When he’s not in the vineyards, Peter can generally be found on a horse (he recently proposed to fiancée Tessa Hume on horseback) and considers beach rides, camp-drafting and cutting competitions as “down time”.

Not that he gets much of that. Since the Halliday crown, he’s been travelling the globe visiting trade and consumer events, hosting masterclasses, and training sales staff about the Yangarra story. “We have a long way to go in developing a better understanding of the diversity of our wines. And talking about our different regions.”

Peter Fraser Yangarra Estate

He believes the Australian wine industry needs more wines of provenance. “I think the industry around the world is trained to think about wine as a place and to me that’s what makes it special.”

There’s livestock on the horizon, too. “I was intrigued by Peter Andrews’ book Back From The Brink and how his methods could be of benefit to the undervine pasture of a vineyard, ultimately creating healthier soil and greater biodiversity,” he says.

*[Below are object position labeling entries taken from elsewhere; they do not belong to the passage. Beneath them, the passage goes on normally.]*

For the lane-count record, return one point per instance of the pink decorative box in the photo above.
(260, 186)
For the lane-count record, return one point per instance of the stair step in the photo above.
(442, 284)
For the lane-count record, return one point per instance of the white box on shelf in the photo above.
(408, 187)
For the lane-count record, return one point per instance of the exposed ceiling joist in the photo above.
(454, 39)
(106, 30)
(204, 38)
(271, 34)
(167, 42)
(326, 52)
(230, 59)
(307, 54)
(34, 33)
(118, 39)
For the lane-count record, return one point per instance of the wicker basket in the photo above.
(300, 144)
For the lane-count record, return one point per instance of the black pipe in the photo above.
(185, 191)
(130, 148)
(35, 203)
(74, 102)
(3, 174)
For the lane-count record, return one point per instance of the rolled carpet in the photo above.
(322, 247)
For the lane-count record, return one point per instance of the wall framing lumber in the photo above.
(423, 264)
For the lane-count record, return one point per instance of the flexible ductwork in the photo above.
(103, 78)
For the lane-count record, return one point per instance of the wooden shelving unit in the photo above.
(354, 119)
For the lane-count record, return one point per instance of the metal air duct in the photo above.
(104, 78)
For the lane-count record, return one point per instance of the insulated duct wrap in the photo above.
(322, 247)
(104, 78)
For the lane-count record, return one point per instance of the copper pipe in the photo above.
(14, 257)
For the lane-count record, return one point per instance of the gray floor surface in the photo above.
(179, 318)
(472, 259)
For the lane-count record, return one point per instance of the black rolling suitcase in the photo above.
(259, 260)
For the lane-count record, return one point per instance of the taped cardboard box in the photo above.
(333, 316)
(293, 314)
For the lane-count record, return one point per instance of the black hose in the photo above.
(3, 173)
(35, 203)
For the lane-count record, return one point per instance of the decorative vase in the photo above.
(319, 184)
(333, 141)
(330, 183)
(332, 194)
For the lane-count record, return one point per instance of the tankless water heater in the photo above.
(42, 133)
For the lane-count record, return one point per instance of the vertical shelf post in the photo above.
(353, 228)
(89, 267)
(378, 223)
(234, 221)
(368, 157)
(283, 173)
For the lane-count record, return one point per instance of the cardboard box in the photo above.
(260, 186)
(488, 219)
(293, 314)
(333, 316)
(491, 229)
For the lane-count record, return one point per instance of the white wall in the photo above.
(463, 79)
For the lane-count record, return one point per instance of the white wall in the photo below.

He was also captivated by Joel Salatin of Polyface Farms in the documentary Food Inc. “In early 2016 I participated in a two-day on-farm seminar with Joel in Daylesford. This got me thinking as to how we can use animals better in our vineyard, reducing costs but ultimately reducing environmental impacts on our land.”

Peter trialled free-range pasture of meat chicken in the vineyard. “There were many teething issues, and it was very ambitious to do amongst an early and compressed harvest,” he says. A social media post about the chooks resulted in all 300 sold within an hour. Chef Cheong Liew was the first to collect. “It opened up lots of ideas about wines being matched with food with the same provenance. The Salopian Inn paired our roussanne and chickens together as a special for a week.”

During winter, sheep are run on the property (800 at last count) and the winery hosts an annual spring lamb event during November. “The positive impact to the vineyard is great. Ultimately, we can add biodiversity to our plot of land, but add greater financial sustainability from that land, too.”